Les tragédies politiques ne se limitent cependant pas à l'individu ou à un seul régime. Elles révèlent aussi les failles profondes du système politique et de la nature humaine. La quête d’un héros – celui qui, comme un Tiresias, Antigone ou Socrate, viendrait remettre de l'ordre dans ce chaos – reste une aspiration, mais une aspiration qui, selon les écrits de Platon, reste une chimère. Le philosophe-tyran, capable de gouverner avec sagesse et vertu, reste une utopie. La politique moderne, avec ses compromis et ses institutions, nous rappelle que l'idéal d'un gouvernant éclairé est devenu une illusion, au profit d’une solution plus pragmatique : un gouvernement mixte, avec des équilibres de pouvoir, mais qui repose aussi sur la vertu et l'éducation des citoyens.

Ce que nous propose Aristote, c’est une réflexion sur la gouvernance qui dépasse le cadre d’un simple régime politique. Le problème de la tyrannie ne réside pas uniquement dans le pouvoir d’un individu, mais dans la faillite collective des principes moraux et de la sagesse. Un gouvernement, qu'il soit monarchique, oligarchique ou démocratique, n’est pas viable sans l'engagement moral des individus qui le composent. Et cet engagement ne peut exister sans une éducation qui incite à la justice, à la vertu et à la sagesse.

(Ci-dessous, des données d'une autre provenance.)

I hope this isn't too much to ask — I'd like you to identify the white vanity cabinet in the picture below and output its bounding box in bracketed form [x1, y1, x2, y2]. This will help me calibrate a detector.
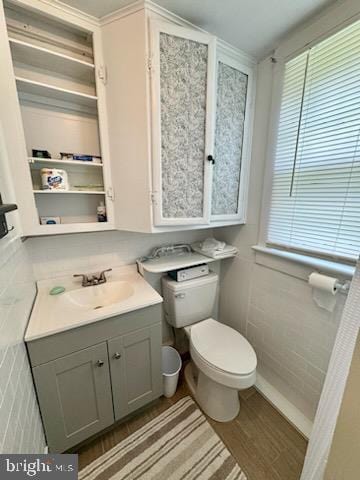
[0, 0, 114, 236]
[102, 7, 255, 232]
[26, 304, 163, 453]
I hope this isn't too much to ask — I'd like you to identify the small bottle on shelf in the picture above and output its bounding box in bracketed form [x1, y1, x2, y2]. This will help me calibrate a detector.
[96, 201, 107, 222]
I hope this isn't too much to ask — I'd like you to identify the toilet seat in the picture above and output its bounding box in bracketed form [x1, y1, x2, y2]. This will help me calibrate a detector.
[189, 318, 257, 389]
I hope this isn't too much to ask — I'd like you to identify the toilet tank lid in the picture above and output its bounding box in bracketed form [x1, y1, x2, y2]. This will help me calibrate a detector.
[162, 272, 218, 292]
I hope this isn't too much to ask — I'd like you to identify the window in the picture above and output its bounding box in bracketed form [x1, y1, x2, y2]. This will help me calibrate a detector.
[267, 21, 360, 260]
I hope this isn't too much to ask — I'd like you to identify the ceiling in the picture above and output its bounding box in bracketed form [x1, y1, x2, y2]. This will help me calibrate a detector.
[61, 0, 334, 59]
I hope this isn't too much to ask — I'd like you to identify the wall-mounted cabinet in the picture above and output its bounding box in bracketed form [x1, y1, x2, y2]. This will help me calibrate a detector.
[102, 8, 255, 232]
[0, 0, 256, 235]
[1, 1, 113, 235]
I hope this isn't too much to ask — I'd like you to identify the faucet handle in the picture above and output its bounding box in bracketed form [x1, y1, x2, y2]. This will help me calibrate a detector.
[99, 268, 112, 282]
[73, 273, 89, 287]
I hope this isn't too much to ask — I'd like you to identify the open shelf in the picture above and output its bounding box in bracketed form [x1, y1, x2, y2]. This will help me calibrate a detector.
[32, 222, 114, 236]
[15, 77, 97, 108]
[9, 38, 95, 84]
[33, 190, 105, 195]
[28, 157, 103, 167]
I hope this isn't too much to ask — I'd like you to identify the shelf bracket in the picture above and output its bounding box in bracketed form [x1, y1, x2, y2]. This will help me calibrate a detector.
[106, 187, 114, 201]
[98, 65, 107, 85]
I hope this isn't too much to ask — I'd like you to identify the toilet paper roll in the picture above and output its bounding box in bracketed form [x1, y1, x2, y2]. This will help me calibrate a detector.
[309, 272, 339, 312]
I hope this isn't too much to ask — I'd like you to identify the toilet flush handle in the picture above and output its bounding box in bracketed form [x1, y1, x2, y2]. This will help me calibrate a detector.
[175, 293, 185, 298]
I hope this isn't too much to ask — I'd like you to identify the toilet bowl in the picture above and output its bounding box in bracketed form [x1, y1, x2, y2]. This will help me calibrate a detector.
[185, 318, 257, 422]
[162, 273, 257, 422]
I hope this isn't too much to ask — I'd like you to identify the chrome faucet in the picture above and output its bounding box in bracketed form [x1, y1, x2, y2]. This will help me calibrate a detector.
[73, 268, 112, 287]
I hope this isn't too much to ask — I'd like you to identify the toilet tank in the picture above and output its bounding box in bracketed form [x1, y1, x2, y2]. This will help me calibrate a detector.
[162, 273, 218, 328]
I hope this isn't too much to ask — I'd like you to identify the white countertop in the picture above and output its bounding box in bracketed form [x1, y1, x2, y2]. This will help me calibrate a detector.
[25, 265, 163, 342]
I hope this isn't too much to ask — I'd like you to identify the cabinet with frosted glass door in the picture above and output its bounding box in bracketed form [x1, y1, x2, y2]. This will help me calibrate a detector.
[211, 49, 254, 223]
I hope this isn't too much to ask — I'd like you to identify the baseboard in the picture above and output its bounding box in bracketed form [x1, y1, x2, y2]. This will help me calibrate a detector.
[255, 374, 313, 438]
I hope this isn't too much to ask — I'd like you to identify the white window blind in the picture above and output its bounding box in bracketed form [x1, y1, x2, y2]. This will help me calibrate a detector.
[267, 22, 360, 259]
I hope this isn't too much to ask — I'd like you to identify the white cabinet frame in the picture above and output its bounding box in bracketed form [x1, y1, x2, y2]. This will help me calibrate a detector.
[0, 0, 114, 236]
[210, 49, 256, 225]
[149, 21, 216, 226]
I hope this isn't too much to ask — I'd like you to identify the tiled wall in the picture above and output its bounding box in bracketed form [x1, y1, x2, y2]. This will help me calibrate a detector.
[246, 265, 346, 419]
[25, 230, 212, 280]
[0, 238, 45, 453]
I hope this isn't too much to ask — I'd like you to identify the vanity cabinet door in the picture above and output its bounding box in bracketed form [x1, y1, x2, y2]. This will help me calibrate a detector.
[211, 52, 253, 222]
[151, 22, 215, 225]
[108, 324, 162, 420]
[33, 342, 114, 452]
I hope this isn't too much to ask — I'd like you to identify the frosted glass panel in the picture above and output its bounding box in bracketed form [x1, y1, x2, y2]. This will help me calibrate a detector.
[211, 62, 248, 215]
[160, 33, 208, 218]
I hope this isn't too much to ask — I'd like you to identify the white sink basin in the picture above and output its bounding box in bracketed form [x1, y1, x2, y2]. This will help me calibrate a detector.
[25, 265, 162, 342]
[60, 280, 134, 310]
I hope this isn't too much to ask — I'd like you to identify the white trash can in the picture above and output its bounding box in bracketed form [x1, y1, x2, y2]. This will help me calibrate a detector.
[161, 346, 182, 398]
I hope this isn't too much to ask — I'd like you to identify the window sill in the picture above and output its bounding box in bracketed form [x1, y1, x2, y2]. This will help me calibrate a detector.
[252, 245, 355, 280]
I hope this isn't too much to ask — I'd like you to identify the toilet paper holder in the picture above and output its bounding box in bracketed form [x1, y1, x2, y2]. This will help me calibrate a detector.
[335, 280, 350, 293]
[308, 271, 350, 294]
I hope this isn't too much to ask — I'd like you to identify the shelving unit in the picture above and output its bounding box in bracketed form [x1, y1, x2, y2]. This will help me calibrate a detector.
[33, 190, 105, 195]
[28, 157, 103, 168]
[5, 0, 113, 235]
[15, 76, 97, 108]
[9, 37, 95, 84]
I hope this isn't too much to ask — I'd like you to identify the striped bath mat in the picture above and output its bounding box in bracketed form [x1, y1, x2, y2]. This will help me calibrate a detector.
[79, 397, 246, 480]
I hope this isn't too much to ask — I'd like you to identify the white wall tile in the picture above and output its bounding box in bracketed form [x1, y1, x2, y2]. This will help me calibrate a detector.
[25, 230, 212, 280]
[0, 240, 45, 453]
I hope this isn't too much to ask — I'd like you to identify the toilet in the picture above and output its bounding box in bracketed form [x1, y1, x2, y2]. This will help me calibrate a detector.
[162, 273, 257, 422]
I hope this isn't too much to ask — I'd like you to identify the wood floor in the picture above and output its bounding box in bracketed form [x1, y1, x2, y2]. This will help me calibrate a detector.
[74, 381, 307, 480]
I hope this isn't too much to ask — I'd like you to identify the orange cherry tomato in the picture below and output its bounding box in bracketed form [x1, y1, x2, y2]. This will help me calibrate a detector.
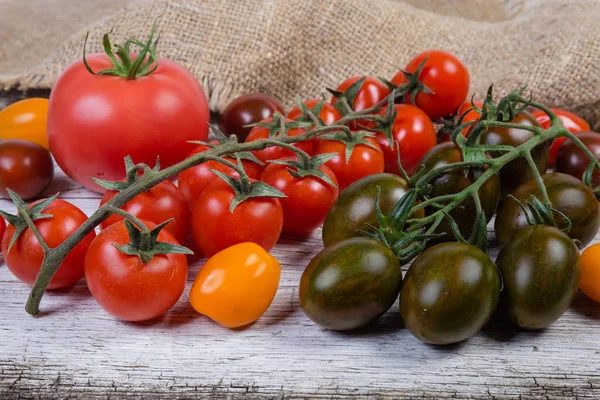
[190, 243, 281, 328]
[579, 243, 600, 303]
[0, 98, 48, 149]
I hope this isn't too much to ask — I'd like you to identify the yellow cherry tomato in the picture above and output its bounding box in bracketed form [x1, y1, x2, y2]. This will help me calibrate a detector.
[579, 243, 600, 303]
[190, 243, 281, 328]
[0, 98, 48, 149]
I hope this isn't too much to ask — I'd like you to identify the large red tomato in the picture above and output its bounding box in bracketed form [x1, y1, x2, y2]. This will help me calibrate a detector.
[48, 54, 209, 192]
[2, 199, 96, 289]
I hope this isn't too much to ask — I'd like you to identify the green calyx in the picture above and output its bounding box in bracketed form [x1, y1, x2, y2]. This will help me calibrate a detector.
[0, 189, 58, 253]
[113, 210, 194, 264]
[83, 17, 160, 79]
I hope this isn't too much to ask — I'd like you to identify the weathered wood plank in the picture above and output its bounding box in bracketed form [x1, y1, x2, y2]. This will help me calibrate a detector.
[0, 164, 600, 399]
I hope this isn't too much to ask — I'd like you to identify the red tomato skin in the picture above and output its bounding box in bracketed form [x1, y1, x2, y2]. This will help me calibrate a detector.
[260, 157, 339, 238]
[317, 138, 385, 192]
[178, 143, 263, 206]
[2, 199, 96, 290]
[531, 108, 592, 166]
[246, 118, 315, 163]
[48, 54, 209, 193]
[392, 50, 470, 119]
[99, 180, 190, 243]
[85, 221, 188, 321]
[375, 104, 437, 175]
[192, 179, 283, 257]
[331, 76, 391, 131]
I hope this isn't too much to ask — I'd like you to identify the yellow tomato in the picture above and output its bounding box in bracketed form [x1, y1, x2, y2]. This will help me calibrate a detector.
[190, 243, 281, 328]
[579, 243, 600, 303]
[0, 98, 48, 149]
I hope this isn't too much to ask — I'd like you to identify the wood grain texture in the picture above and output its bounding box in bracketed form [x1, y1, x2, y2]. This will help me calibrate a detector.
[0, 164, 600, 400]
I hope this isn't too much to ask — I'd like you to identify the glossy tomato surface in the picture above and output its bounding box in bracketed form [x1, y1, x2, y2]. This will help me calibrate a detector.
[219, 93, 285, 142]
[2, 199, 96, 289]
[48, 54, 209, 192]
[85, 221, 188, 321]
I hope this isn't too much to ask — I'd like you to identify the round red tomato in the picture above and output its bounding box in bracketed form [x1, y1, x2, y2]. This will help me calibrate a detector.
[392, 50, 470, 119]
[85, 221, 188, 321]
[317, 137, 385, 191]
[178, 143, 262, 205]
[48, 54, 209, 192]
[531, 108, 592, 166]
[192, 179, 283, 257]
[260, 157, 338, 237]
[331, 76, 391, 130]
[246, 118, 315, 163]
[375, 104, 437, 174]
[100, 181, 190, 243]
[2, 199, 96, 289]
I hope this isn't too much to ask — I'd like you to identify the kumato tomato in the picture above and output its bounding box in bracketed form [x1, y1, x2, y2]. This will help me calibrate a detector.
[0, 98, 48, 149]
[190, 243, 281, 328]
[494, 172, 600, 246]
[531, 108, 591, 166]
[298, 238, 402, 330]
[0, 139, 54, 200]
[496, 225, 581, 329]
[219, 93, 291, 142]
[481, 112, 550, 197]
[554, 132, 600, 188]
[2, 199, 96, 289]
[392, 50, 470, 119]
[579, 243, 600, 303]
[100, 180, 190, 243]
[375, 104, 437, 175]
[400, 243, 500, 345]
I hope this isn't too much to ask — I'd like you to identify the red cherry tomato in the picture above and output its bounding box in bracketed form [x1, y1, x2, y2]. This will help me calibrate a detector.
[375, 104, 437, 174]
[331, 76, 391, 130]
[219, 93, 285, 142]
[317, 137, 385, 191]
[100, 181, 190, 243]
[260, 157, 338, 237]
[192, 179, 283, 257]
[2, 199, 96, 289]
[85, 221, 188, 321]
[531, 108, 592, 166]
[246, 118, 315, 163]
[392, 50, 470, 119]
[178, 142, 262, 205]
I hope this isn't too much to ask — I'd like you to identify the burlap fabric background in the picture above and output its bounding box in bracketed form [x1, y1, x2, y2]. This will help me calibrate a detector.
[0, 0, 600, 127]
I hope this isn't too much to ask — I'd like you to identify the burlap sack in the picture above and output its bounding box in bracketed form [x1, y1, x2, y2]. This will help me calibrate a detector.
[0, 0, 600, 127]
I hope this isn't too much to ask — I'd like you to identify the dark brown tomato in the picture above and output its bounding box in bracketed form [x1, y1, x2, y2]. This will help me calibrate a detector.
[219, 93, 285, 142]
[0, 139, 54, 200]
[481, 112, 550, 197]
[494, 172, 600, 246]
[554, 132, 600, 188]
[421, 142, 500, 241]
[298, 238, 402, 330]
[496, 225, 581, 329]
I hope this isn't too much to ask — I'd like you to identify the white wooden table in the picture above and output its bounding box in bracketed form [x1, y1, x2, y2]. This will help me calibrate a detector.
[0, 164, 600, 400]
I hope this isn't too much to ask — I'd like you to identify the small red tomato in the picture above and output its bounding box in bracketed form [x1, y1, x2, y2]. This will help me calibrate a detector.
[375, 104, 437, 174]
[178, 142, 262, 205]
[392, 50, 470, 119]
[192, 179, 283, 257]
[2, 199, 96, 289]
[288, 99, 342, 125]
[100, 180, 190, 243]
[260, 157, 338, 237]
[317, 137, 385, 191]
[219, 93, 285, 142]
[246, 118, 315, 163]
[531, 108, 592, 166]
[85, 221, 188, 321]
[331, 76, 391, 130]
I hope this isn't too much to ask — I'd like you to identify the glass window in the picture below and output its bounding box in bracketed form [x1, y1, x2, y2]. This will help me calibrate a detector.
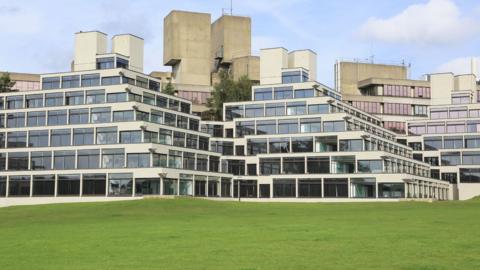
[168, 98, 180, 111]
[120, 131, 142, 143]
[245, 104, 264, 117]
[164, 112, 176, 127]
[68, 109, 88, 124]
[96, 127, 117, 144]
[423, 137, 442, 150]
[7, 113, 25, 128]
[295, 89, 315, 98]
[50, 129, 70, 146]
[107, 93, 127, 103]
[150, 110, 163, 124]
[82, 73, 100, 87]
[235, 121, 255, 138]
[25, 94, 43, 108]
[253, 88, 272, 100]
[278, 119, 298, 134]
[273, 86, 293, 99]
[8, 175, 30, 196]
[265, 103, 285, 116]
[443, 136, 463, 149]
[28, 130, 48, 147]
[73, 128, 93, 145]
[8, 152, 28, 171]
[108, 173, 133, 196]
[30, 151, 52, 170]
[53, 151, 75, 170]
[27, 112, 46, 127]
[32, 174, 55, 196]
[153, 154, 168, 168]
[65, 91, 84, 105]
[300, 118, 322, 133]
[323, 121, 345, 132]
[102, 148, 125, 168]
[77, 149, 100, 169]
[7, 131, 27, 148]
[158, 128, 172, 145]
[85, 90, 105, 104]
[102, 76, 120, 85]
[137, 76, 147, 88]
[283, 157, 305, 174]
[117, 56, 129, 69]
[143, 130, 158, 143]
[282, 70, 302, 84]
[45, 93, 63, 107]
[308, 104, 330, 114]
[225, 105, 244, 121]
[143, 92, 155, 105]
[113, 111, 134, 122]
[97, 57, 115, 69]
[269, 138, 290, 153]
[48, 110, 67, 126]
[292, 137, 313, 153]
[198, 136, 209, 151]
[260, 158, 281, 175]
[177, 115, 188, 129]
[287, 101, 307, 115]
[358, 160, 383, 173]
[7, 96, 23, 109]
[82, 173, 107, 195]
[339, 140, 363, 152]
[257, 120, 277, 135]
[168, 150, 182, 169]
[127, 153, 150, 168]
[62, 75, 80, 88]
[462, 151, 480, 165]
[90, 107, 111, 123]
[42, 77, 60, 90]
[247, 139, 267, 156]
[460, 168, 480, 183]
[307, 157, 330, 173]
[465, 136, 480, 148]
[173, 131, 185, 147]
[157, 96, 168, 108]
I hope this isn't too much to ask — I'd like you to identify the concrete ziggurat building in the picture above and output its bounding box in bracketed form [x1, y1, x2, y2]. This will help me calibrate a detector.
[158, 10, 259, 113]
[335, 59, 480, 199]
[6, 29, 477, 201]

L'exemple d'Alexandre le Grand, dont Aristote fut le précepteur, illustre ce dilemme. Lorsque le jeune roi, sous l’influence de son pouvoir grandissant, adopta des pratiques tyranniques en forçant ses sujets à se prosterner devant lui, il trahit les principes que son maître lui avait enseignés. L’histoire de Callisthène, le philosophe grec qui refusa de se soumettre à cette soumission servile, démontre tragiquement que la vertu et la liberté de l’esprit sont souvent écrasées par la tyrannie, même lorsque celle-ci est incarnée par un grand conquérant.

Ce n’est donc pas dans un roi-philosophe que réside la solution, mais dans une population éduquée, une société de citoyens philosophiques, engagés à défendre la vérité, la justice et la vertu, tout en étant vigilants face aux dérives du pouvoir. La sagesse d’Aristote sur la tyrannie et la flatterie est une mise en garde contre l’aveuglement des masses et la corruption des dirigeants, mais elle contient aussi une réponse : l'éducation, la vertu et la sagesse restent les véritables remèdes pour un gouvernement juste et une société florissante.

Comment la Hubris et l'Orgueil Mènent à la Tyrannie : L'Équilibre Fragile entre Grandeur et Morale

La tradition occidentale enseigne que l'hubris, l'ambition démesurée et la vanité sont les sources des crimes et des ruines. Dans "Macbeth" de Shakespeare, nous rencontrons l'ambition démesurée qui se "sautille" au-delà de ses propres limites. Dans le livre des Proverbes de la Bible (16:18), il est précisé que "l'orgueil précède la chute". Cette idée, symboliquement et moralement, renvoie à une vérité vieille comme le monde : l'orgueil conduit à la destruction. Le mot grec "hubris" fait référence à un excès de fierté, souvent traduit par "superbia" en latin, qui implique une arrogance ou une présomption exagérée. L'hubris, qui se nourrit de cette "hauteur" morale et sociale, représente ce complexe de supériorité où l'individu se place au-dessus des autres, au-delà de ses mérites réels.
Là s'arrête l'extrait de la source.